Public Participation in Developing a Common Framework for the Assessment and Management of Sustainable Innovation

The Dezentrale – A FabLab Approach for democratizing innovation and production

The Dezentrale – A FabLab Approach for democratizing innovation and production
28.01.2015 | Mona Markmann

In the Unionviertel, Dortmund’s uprising creative neighbourhood, a little hidden in a rear house, the new nucleus of the city’s maker scene is located. The Dezentrale is a project of the Fraunhofer UMSICHT Institute and was founded by Jürgen Bertling, head of department of the “Idea Factory of Future Products”. It understands itself as collaborative laboratory for dealing with pressing future issues. Therefore, it offers a platform where committed citizens, scientists, craftsmen, designers and engineers are given the opportunity to plan, develop and realize collaborative projects. For realizing the users‘ ideas, the FabLab (short for fabrication laboratory) is well equipped with a 3D-printer and a laser cutter as well as an extensive collection of fixtures and tools. Every Wednesday afternoon, the Dezentrale is open for all interested citizens to suggest ideas and maybe start a new technological project. At the moment, a group of scientists is working on thermoplastic polyurethane as an innovative elastomer material for 3D-printing. On Monday afternoon, the Fablab deals with biological and bionic issues. However, the Dezentrale’s overall goal is more than just being a playground for technologically interested people.

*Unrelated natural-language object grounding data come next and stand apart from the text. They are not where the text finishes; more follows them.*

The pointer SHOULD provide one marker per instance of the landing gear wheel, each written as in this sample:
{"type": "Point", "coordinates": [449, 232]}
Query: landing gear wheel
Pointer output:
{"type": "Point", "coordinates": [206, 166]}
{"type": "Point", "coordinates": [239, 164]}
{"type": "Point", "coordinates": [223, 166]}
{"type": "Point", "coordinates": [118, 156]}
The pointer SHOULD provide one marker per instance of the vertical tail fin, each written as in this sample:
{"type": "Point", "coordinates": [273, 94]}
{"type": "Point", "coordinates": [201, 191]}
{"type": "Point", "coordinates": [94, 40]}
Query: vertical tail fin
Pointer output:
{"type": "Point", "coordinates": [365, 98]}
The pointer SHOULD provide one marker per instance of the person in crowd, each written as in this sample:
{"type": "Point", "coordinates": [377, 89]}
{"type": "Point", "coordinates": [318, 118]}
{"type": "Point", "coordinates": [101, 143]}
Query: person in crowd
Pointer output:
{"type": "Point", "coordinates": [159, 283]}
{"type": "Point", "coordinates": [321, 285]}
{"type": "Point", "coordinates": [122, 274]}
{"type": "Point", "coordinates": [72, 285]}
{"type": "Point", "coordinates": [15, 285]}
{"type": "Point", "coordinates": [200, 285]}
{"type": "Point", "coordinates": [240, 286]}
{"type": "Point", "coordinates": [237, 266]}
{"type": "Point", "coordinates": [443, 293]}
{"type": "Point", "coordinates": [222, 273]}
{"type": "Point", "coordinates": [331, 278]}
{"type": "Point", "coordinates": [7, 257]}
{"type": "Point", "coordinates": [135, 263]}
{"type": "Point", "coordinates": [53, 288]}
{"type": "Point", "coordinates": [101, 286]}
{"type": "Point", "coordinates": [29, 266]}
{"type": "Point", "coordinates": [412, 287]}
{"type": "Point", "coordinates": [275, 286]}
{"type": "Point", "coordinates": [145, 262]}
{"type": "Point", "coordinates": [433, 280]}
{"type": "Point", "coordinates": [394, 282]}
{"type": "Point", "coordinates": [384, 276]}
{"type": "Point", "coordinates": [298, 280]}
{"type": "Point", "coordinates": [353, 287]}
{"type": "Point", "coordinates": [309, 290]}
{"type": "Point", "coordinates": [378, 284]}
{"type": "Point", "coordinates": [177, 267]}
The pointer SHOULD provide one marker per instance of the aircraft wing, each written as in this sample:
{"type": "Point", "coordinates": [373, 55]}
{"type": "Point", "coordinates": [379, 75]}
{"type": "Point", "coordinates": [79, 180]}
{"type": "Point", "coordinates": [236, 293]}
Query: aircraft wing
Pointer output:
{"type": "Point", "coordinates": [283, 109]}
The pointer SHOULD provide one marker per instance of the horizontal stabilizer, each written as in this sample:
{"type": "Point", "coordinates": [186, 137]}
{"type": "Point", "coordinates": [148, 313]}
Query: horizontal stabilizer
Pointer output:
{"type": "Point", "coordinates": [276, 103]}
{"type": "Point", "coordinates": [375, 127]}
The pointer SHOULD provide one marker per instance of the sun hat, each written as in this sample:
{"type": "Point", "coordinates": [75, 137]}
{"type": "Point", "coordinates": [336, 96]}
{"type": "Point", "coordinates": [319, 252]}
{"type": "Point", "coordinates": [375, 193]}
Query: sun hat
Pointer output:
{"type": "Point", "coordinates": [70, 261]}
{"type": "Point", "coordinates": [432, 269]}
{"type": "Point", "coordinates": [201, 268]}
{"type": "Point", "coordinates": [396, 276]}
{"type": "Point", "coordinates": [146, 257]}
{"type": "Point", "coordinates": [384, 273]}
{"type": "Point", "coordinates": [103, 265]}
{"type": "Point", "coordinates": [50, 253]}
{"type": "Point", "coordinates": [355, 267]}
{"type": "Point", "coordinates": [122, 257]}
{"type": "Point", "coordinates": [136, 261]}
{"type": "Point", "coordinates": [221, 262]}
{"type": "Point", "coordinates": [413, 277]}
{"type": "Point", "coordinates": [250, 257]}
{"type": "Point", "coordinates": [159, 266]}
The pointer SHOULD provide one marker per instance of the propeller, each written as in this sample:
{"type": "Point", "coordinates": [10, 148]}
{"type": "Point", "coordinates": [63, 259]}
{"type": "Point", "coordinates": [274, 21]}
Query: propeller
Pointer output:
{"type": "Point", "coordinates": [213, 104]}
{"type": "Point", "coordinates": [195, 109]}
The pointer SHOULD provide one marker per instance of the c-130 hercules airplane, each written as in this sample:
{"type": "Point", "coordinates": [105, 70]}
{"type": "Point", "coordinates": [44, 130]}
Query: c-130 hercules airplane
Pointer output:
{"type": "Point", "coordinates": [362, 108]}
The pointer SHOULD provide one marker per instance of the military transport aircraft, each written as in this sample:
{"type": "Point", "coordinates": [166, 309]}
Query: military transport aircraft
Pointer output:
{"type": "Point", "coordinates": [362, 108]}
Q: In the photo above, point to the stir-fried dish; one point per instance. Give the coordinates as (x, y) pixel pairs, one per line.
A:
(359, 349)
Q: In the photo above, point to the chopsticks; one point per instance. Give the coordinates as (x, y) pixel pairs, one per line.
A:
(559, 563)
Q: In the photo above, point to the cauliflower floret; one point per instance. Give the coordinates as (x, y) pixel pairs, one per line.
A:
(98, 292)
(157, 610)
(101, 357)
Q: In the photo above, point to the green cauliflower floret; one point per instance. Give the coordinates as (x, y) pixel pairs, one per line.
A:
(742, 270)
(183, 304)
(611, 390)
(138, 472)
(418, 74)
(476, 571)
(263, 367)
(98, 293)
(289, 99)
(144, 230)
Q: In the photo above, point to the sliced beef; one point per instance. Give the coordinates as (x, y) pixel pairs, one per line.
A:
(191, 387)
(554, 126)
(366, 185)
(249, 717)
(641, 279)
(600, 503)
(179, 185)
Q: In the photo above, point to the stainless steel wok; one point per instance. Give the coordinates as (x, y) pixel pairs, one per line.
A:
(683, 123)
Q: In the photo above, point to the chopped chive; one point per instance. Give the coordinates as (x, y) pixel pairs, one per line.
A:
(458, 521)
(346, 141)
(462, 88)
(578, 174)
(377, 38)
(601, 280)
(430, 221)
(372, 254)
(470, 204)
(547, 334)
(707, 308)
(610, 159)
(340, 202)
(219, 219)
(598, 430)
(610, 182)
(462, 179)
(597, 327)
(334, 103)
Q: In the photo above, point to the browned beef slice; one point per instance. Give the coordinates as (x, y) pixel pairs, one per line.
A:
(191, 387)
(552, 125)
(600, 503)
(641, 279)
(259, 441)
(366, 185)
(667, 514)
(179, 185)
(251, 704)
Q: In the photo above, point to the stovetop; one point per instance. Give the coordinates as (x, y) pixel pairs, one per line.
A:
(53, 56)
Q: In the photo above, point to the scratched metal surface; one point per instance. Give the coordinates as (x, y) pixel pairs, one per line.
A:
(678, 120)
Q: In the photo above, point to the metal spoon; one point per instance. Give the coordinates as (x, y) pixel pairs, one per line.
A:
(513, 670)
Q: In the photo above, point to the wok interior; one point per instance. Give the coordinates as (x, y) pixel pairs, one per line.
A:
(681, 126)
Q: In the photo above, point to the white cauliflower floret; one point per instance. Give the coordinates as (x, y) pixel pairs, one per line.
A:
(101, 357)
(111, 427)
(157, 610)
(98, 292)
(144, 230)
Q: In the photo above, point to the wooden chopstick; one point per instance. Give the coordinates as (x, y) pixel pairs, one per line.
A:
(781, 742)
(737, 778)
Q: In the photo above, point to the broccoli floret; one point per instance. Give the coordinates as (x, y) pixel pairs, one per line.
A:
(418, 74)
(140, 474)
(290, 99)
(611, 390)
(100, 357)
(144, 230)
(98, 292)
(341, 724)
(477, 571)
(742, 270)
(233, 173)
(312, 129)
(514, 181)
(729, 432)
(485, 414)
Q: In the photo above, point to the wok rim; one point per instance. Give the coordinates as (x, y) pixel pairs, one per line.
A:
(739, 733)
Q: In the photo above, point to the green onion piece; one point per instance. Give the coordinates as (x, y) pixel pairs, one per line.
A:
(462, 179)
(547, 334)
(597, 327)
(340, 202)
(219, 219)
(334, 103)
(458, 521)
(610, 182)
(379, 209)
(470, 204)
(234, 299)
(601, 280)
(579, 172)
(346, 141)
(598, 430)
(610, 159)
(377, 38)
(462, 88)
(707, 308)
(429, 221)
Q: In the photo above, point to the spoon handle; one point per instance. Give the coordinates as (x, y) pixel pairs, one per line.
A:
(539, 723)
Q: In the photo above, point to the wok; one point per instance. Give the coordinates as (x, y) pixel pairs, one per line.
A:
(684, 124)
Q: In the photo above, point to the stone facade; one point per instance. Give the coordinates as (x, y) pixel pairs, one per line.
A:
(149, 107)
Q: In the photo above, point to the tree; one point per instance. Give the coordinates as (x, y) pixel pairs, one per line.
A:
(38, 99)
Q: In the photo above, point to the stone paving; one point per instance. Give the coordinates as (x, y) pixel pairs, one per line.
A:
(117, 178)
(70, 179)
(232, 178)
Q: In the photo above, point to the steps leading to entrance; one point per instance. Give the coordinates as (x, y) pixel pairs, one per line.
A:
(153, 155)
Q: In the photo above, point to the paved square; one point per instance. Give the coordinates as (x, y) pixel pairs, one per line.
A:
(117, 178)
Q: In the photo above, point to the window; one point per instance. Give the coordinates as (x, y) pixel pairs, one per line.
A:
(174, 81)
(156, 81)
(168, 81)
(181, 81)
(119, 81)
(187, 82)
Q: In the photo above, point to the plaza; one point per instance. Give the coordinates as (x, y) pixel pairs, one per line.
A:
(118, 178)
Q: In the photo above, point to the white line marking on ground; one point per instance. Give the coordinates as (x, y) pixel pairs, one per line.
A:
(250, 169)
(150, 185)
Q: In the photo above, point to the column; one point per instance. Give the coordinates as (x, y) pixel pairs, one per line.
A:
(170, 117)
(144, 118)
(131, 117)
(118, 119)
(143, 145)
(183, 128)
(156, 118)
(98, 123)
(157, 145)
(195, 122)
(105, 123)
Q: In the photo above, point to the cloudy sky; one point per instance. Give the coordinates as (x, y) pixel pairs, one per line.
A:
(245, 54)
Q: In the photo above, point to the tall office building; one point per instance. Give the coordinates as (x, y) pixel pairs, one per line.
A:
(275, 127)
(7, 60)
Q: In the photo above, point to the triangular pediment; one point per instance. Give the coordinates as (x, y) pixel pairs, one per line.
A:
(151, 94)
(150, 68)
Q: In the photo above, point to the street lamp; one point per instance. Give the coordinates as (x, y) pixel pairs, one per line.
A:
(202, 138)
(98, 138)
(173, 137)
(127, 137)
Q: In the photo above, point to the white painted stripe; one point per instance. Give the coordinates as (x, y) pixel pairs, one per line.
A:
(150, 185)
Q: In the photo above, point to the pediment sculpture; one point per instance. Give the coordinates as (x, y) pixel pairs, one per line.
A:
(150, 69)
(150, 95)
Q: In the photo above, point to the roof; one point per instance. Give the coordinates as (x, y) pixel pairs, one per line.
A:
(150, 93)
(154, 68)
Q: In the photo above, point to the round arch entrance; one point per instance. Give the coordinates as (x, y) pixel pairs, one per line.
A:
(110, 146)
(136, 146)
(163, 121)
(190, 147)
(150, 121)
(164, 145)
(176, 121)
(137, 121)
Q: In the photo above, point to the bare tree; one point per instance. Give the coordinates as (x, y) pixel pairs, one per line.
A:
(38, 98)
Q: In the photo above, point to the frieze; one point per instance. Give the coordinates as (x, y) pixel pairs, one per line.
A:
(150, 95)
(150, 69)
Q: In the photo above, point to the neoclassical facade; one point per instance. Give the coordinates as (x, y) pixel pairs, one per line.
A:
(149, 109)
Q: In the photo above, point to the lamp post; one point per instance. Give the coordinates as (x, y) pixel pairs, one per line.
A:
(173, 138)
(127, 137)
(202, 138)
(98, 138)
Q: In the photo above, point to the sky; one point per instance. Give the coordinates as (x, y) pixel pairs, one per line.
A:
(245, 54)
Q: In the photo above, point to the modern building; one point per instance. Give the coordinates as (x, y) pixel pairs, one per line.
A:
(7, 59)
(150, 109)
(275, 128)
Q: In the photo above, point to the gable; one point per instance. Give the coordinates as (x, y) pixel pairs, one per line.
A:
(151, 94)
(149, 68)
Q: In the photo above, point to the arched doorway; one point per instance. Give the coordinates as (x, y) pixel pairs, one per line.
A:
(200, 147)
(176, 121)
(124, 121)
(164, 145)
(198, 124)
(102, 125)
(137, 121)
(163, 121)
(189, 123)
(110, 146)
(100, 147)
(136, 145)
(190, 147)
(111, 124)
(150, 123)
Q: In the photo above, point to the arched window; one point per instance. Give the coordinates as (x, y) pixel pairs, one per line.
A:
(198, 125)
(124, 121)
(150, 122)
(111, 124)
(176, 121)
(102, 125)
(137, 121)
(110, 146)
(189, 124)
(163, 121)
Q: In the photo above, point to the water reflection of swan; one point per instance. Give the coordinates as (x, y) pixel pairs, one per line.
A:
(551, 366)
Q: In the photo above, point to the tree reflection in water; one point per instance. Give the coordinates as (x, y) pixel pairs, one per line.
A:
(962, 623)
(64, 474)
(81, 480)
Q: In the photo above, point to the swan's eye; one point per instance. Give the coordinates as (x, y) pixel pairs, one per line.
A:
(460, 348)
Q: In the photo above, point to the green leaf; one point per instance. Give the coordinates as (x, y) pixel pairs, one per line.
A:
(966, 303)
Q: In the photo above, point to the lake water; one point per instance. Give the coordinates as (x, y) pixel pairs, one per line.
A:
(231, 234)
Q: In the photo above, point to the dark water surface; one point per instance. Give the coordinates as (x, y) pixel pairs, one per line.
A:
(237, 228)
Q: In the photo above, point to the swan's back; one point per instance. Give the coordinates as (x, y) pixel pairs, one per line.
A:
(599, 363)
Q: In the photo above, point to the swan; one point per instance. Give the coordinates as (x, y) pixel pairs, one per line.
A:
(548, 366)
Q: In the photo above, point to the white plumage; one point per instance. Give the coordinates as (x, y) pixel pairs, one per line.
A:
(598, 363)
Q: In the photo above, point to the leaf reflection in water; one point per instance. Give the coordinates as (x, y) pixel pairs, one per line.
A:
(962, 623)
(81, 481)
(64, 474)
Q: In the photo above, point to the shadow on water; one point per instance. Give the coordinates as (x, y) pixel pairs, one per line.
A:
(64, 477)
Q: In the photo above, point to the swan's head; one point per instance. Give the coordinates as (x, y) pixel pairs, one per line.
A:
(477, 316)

The FabLab approach is not a German invention: The first FabLab was founded 2002 at the Massachusetts Institute of Technology (MIT) by Neil Gershenfeld, physicist and computer scientist. The core idea is the development and production of products outside the established structures of fabrication and consumption and the imparting of knowledge and practices necessary in a setting outside the classical education system.

“We are working on the democratization of innovation and production”, says founder Jürgen Bertling. “Our aim is to overcome the rigid trisection of research and development inventing, companies producing and citizens consuming goods.” Due to globalization, regions are constantly gaining relevance which may be one driver for the increasing clamour for bottom-up strategies, not only in the scope of lived democracy but also when it comes to sharing knowledge and ideas for production. FabLabs, Repair Cafés, Crowdsourcing and Sharing Economy are just a few of many examples of social innovation representing a paradigm shift in the framework of conditions regarding economy and participation. In order to initiate diffusion, in fall of 2014 the Dezentrale and Fraunhofer UMSICHT were involved in the “Innovative Citizen Festival” in Dortmund, a one-week event dealing with all aspects of maker culture, technology consequences, decentralization, degrowth and entrepreneurship. Jürgen Bertling is sure: “The FabLab is just the start.”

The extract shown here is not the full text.